Sport 15: white horse black dog
Nearly ten years on from their taking, ‘Moving Pictures’ seem like fleeting, unmediated truths; their grainy, uncomposed, sombre mood seems less to describe how the country looked than how it felt. In 1986 and 1987, for many the country felt bad. It seemed like the social fabric was becoming unglued. The economy was being restructured, unemployment was high, rising interest rates were forcing farmers off the land, and then the sharemarket crashed.
However, it is always the instantaneous reaction to oneself that produces a photograph and these are more about trying to recreate the essence of my own lost childhood than documentary truths.

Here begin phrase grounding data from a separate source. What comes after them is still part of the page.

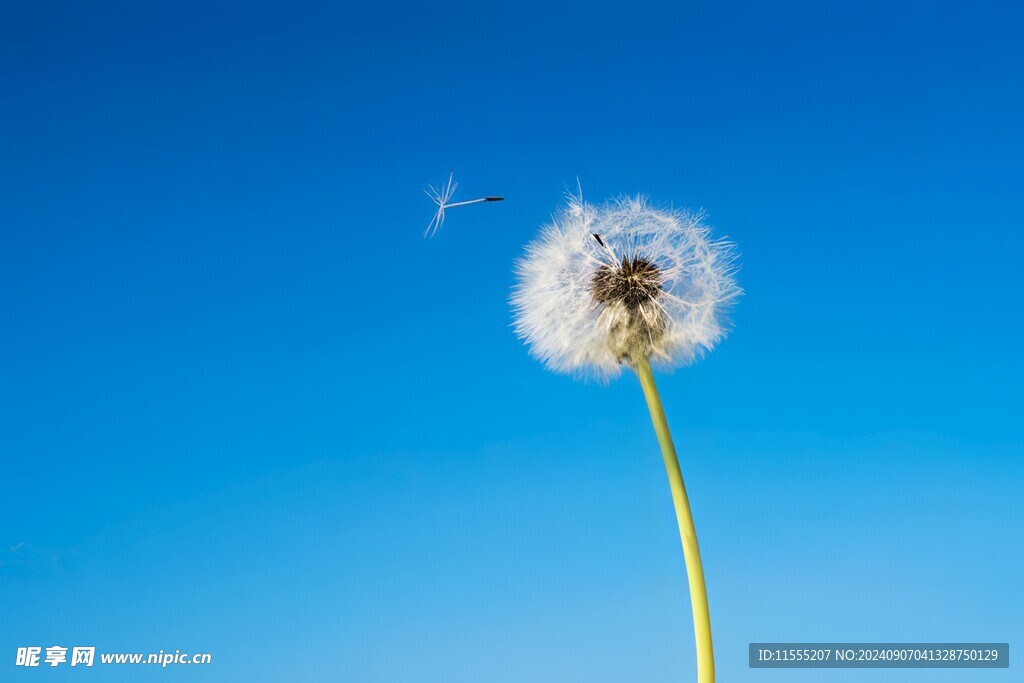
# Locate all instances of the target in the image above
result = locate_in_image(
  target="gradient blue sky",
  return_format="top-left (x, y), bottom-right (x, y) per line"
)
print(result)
top-left (2, 1), bottom-right (1022, 681)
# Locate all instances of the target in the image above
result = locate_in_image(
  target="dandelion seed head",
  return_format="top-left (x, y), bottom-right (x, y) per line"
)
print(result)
top-left (512, 195), bottom-right (740, 380)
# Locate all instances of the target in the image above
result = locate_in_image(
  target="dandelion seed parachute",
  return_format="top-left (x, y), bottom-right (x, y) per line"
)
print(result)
top-left (423, 172), bottom-right (504, 238)
top-left (512, 195), bottom-right (740, 380)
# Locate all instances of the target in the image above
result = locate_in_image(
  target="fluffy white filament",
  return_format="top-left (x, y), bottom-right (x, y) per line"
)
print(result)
top-left (512, 195), bottom-right (740, 380)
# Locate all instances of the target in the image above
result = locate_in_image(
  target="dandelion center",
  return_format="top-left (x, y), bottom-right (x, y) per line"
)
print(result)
top-left (590, 251), bottom-right (668, 363)
top-left (591, 255), bottom-right (663, 309)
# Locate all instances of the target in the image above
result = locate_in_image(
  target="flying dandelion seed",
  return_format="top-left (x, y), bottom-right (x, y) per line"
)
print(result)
top-left (512, 191), bottom-right (740, 683)
top-left (423, 172), bottom-right (504, 238)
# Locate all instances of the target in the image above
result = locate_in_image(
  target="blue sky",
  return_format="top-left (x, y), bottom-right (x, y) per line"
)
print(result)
top-left (2, 1), bottom-right (1022, 681)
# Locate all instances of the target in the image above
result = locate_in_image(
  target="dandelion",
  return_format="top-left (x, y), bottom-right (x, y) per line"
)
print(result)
top-left (512, 193), bottom-right (740, 683)
top-left (424, 172), bottom-right (504, 238)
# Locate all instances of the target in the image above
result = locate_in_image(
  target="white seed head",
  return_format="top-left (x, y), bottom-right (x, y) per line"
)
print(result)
top-left (512, 195), bottom-right (740, 380)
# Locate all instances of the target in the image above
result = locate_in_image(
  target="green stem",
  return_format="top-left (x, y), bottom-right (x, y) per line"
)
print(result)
top-left (634, 356), bottom-right (715, 683)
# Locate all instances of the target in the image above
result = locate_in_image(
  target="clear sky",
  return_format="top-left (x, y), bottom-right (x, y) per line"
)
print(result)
top-left (2, 1), bottom-right (1022, 681)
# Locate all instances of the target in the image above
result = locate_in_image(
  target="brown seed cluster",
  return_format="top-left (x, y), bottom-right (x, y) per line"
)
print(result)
top-left (591, 255), bottom-right (663, 309)
top-left (590, 250), bottom-right (667, 363)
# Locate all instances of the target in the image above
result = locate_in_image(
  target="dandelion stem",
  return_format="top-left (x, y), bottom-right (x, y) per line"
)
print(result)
top-left (634, 356), bottom-right (715, 683)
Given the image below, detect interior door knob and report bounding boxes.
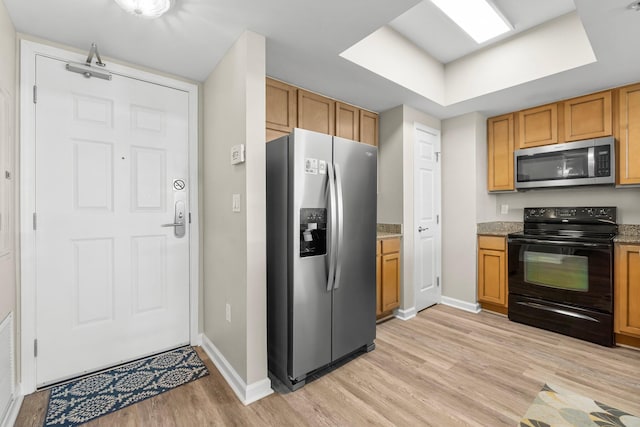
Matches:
[418,226,429,232]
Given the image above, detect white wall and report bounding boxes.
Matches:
[0,0,16,329]
[0,0,16,421]
[441,113,494,304]
[202,31,268,389]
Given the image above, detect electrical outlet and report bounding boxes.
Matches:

These photographs, then, are dedicated to the memory of my father, who while estranged from the family still managed to take us on some great journeys.

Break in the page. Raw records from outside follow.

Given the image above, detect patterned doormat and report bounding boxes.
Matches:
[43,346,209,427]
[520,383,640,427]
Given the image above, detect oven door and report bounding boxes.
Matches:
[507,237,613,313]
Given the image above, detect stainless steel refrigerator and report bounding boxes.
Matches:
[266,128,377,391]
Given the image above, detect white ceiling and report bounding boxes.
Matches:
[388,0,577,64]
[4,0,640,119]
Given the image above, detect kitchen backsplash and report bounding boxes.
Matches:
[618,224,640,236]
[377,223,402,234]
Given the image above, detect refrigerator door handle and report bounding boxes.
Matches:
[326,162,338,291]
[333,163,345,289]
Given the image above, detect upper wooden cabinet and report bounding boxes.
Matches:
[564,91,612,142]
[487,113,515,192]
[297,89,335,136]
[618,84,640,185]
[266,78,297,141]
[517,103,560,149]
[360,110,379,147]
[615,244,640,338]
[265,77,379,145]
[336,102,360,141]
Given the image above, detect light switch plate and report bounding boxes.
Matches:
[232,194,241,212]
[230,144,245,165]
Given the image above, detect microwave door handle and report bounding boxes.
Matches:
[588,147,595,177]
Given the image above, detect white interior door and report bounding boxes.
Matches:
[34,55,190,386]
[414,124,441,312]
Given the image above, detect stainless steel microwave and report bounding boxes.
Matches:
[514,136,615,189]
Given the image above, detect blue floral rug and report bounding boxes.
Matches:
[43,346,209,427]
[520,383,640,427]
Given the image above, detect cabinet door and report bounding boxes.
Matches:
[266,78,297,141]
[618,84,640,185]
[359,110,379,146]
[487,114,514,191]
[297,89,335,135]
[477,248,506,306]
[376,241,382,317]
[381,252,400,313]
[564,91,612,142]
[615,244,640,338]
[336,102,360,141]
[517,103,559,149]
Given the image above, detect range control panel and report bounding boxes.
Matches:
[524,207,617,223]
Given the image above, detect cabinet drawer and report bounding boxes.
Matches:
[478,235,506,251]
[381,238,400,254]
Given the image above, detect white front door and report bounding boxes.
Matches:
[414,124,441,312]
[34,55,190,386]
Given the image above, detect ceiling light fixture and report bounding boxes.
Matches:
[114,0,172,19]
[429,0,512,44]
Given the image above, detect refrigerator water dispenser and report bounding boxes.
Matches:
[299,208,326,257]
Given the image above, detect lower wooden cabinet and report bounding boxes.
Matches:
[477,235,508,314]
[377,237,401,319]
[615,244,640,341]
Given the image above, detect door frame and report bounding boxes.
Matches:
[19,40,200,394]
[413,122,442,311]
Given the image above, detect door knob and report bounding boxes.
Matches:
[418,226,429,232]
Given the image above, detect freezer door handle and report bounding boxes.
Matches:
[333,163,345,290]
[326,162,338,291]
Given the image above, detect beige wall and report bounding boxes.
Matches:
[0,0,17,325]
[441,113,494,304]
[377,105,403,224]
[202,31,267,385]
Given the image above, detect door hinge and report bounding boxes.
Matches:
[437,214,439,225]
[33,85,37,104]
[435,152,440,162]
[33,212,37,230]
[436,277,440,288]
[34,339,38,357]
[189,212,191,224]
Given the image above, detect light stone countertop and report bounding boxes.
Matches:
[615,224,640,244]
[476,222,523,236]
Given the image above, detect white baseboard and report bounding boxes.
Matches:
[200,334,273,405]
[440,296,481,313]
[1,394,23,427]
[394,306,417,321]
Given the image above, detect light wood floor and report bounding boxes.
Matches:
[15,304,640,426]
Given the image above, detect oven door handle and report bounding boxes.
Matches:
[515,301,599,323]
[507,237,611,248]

Over the years of this project many friends and colleagues have contributed essential support, encouragement and advice. In particular I would like to thank Bruce Foster and Bruce Connew, who were great drivers, good companions and excellent spotters of black dogs.
I would like to express my special gratitude to Lucien Rizos, Ian Wedde and Peter McLeavey.
I would also like to thank the staff of the Wellington City Art Gallery for the exhibition in July 1990 and in particular the curator Greg Burke.
I am especially indebted to Gregory O’Brien whose enthusiasm revived this unusual project from the ashes and who along with Fergus Barrowman and Sport guided it into print.
Also thanks to all the writers whose special talents have made the book what I had always imagined. And finally, my special gratitude to Mary Macpherson, who never stopped believing.